What happens in this example:
Imagine you have an e-commerce website. Users view products, add them to cart, and make purchases. Your stream only has basic event data like {"product_id": "PROD001", "event_type": "purchased", "quantity": 2}
. But you want to know the product name, price, and category too.
The Producer creates these basic product events every 2 seconds:
The Processor enriches each event by:
- First time only: Loads a product catalog into memory (like a mini database):
- PROD001 → "Wireless Headphones", $99.99, "Electronics"
- PROD002 → "Coffee Mug", $12.50, "Kitchen"
- For each event: Looks up the product_id and adds the details:
This way you get rich product information without hitting a database for every single event.
Product Events Producer (database lookup demo) - click to expand
# Producer for database lookup demo - generates product events
functions:
generate_product_events:
type: generator
globalCode: |
import random
import time
event_counter = 0
product_ids = ["PROD001", "PROD002", "PROD003", "PROD004", "PROD005"]

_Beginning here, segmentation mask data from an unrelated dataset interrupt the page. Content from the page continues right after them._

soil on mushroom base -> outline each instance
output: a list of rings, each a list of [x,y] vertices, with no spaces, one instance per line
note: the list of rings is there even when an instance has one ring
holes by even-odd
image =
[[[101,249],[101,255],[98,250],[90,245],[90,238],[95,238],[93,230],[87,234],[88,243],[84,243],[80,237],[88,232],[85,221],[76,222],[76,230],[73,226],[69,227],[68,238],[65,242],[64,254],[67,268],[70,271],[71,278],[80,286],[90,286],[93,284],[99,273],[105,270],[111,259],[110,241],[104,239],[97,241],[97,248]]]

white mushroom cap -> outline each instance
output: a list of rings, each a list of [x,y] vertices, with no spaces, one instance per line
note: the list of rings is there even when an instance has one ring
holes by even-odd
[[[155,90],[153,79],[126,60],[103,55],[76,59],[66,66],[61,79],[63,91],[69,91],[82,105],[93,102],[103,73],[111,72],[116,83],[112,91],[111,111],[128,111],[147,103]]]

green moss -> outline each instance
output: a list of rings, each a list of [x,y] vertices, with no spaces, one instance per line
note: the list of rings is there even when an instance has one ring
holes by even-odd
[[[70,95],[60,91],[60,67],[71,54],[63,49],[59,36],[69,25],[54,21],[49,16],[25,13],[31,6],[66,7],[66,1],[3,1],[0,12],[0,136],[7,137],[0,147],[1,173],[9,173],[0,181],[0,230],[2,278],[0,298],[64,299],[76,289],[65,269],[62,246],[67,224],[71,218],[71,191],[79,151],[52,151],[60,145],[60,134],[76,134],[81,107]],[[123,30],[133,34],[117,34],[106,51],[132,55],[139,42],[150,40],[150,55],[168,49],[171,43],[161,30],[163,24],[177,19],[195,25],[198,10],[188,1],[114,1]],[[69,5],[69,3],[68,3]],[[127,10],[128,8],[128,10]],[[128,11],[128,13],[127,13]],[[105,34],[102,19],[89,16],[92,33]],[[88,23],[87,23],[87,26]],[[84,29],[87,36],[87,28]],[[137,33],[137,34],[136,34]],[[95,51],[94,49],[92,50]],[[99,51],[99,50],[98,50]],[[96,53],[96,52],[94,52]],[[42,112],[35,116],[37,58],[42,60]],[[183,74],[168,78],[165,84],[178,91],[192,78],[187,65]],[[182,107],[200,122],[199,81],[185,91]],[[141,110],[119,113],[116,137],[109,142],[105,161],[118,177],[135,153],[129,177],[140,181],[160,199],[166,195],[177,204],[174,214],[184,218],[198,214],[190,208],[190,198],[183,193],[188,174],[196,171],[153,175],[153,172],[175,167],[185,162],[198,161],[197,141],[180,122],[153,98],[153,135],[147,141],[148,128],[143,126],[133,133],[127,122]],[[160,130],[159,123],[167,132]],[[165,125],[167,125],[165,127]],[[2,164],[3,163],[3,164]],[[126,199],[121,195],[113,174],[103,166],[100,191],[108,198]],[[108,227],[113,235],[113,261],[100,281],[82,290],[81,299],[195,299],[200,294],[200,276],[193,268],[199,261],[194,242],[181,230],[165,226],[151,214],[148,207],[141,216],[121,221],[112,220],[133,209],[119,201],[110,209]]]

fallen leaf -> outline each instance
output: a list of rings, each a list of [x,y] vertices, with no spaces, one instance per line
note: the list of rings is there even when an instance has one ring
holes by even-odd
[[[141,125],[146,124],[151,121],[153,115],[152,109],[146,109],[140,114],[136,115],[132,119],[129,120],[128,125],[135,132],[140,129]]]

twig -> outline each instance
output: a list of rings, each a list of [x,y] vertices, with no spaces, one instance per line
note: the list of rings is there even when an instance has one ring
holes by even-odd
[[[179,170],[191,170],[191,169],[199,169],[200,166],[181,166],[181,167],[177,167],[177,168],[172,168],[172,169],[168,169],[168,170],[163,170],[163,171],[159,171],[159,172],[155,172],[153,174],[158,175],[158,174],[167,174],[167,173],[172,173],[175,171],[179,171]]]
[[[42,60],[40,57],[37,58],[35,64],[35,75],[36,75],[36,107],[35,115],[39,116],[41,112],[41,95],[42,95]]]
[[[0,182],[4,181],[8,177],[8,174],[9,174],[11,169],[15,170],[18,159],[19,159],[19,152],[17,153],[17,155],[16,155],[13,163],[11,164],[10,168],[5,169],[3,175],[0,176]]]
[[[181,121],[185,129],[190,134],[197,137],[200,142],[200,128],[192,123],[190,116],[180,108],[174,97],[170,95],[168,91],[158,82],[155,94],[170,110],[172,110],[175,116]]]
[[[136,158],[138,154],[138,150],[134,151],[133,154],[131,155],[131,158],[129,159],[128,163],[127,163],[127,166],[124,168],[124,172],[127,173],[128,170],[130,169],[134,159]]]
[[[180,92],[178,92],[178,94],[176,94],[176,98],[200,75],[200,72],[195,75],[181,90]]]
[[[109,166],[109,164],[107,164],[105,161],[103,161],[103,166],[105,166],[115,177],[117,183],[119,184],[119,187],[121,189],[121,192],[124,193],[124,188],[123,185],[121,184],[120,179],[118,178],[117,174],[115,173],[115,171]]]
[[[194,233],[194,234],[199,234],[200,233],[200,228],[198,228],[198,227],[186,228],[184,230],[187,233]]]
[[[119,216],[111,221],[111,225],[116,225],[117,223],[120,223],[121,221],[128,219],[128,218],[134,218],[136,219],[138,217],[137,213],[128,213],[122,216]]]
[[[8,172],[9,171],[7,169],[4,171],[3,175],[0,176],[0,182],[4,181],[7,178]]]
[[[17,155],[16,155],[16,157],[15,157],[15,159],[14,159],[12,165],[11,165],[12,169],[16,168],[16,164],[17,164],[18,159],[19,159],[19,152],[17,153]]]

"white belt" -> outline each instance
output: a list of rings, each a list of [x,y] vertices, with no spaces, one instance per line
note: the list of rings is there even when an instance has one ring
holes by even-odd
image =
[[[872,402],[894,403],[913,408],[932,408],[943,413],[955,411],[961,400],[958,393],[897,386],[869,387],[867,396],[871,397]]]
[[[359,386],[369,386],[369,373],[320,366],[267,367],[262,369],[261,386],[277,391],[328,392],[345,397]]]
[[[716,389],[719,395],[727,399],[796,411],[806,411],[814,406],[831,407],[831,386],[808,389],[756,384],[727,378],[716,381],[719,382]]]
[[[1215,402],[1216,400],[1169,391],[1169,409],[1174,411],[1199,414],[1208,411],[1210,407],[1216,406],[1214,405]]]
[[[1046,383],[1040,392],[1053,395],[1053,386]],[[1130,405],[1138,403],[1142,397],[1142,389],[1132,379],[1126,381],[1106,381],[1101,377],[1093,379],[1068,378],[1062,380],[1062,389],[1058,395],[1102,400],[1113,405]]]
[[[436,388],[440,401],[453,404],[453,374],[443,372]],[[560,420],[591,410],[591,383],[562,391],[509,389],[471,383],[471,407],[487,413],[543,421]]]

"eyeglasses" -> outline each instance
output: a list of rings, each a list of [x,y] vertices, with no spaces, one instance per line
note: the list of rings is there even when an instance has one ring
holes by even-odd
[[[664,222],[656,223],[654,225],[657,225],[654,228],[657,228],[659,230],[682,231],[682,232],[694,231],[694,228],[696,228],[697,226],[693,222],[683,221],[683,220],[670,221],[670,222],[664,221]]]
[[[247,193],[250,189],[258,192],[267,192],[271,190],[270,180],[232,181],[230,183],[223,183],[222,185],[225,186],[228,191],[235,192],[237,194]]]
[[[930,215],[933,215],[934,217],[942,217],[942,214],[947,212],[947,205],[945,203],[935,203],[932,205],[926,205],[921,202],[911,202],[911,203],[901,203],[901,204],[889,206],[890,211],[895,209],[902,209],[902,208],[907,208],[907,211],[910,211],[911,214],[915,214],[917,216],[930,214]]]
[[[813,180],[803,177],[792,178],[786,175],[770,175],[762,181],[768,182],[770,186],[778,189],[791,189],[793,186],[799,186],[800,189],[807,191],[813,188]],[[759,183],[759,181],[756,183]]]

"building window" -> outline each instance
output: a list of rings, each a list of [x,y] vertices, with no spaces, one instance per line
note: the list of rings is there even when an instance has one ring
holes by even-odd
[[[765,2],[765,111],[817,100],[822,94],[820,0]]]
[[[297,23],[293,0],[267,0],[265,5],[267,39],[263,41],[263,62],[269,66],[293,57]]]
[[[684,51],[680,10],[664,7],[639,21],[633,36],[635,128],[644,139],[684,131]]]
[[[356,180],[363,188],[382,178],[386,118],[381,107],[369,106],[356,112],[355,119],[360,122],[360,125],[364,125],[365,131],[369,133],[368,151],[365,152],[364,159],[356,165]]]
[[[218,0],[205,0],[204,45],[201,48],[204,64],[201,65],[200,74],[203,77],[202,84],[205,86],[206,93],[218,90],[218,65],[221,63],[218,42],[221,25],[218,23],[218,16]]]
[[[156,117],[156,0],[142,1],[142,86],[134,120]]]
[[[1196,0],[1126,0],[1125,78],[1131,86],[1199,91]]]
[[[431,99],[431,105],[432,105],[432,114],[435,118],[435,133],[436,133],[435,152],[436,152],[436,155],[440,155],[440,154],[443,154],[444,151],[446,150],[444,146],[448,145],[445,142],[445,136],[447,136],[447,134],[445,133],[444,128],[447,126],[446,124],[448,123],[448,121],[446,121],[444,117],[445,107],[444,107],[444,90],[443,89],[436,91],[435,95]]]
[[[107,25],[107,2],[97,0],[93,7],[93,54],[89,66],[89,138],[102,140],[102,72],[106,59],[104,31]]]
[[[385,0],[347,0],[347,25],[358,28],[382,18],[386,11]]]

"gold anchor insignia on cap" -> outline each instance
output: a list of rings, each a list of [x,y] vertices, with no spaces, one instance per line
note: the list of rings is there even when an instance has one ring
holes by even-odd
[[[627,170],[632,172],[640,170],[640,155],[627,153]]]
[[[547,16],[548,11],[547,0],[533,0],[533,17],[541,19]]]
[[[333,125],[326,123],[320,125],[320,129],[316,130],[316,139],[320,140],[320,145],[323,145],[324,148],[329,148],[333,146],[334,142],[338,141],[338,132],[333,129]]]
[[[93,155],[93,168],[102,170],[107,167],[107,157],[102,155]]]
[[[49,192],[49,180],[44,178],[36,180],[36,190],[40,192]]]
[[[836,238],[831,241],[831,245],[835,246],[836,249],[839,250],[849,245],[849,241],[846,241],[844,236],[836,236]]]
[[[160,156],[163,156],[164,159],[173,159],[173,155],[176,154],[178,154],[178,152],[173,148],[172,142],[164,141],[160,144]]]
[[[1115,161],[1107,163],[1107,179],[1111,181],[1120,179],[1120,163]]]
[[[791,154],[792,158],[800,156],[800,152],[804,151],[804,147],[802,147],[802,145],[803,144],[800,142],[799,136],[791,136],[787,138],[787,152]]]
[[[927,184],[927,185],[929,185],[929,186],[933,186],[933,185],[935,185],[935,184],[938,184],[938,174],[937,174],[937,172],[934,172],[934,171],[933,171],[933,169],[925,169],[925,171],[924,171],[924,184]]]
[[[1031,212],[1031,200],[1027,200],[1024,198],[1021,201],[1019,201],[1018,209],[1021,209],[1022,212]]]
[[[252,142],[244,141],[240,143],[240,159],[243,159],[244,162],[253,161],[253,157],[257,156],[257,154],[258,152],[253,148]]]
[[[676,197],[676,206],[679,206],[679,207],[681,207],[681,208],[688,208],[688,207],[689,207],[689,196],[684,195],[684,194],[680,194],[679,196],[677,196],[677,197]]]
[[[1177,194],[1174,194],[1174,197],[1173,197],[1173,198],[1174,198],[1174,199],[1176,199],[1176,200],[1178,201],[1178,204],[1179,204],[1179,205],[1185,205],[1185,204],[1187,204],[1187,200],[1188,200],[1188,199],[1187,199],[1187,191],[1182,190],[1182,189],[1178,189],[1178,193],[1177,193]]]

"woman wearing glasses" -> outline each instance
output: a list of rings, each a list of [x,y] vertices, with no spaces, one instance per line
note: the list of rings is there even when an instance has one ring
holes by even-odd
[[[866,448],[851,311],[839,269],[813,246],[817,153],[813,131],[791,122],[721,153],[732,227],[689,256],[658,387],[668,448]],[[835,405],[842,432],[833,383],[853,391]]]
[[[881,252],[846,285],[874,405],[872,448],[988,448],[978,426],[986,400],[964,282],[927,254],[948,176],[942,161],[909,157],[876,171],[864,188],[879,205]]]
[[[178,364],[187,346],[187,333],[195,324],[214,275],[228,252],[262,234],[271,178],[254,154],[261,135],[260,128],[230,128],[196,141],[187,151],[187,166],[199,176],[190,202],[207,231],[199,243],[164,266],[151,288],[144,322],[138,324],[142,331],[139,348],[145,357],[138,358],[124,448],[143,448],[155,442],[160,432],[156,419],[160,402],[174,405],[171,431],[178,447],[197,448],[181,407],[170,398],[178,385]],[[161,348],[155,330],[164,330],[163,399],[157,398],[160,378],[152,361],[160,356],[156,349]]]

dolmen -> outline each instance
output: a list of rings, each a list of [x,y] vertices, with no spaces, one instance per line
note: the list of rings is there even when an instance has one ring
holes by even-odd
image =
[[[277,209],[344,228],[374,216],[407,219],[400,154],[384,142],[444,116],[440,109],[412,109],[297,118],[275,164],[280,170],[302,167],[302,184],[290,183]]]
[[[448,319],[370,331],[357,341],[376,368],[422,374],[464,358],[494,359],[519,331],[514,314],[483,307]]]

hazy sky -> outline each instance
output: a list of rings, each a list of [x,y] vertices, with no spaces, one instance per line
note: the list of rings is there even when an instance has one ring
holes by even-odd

event_types = ["viewed", "added_to_cart", "purchased", "removed_from_cart"]
code: |
global event_counter, product_ids, event_types
event_counter += 1
product_id = random.choice(product_ids)
event_type = random.choice(event_types)
quantity = random.randint(1, 5) if event_type in ["added_to_cart", "purchased"] else 1
current_timestamp = int(time.time() * 1000)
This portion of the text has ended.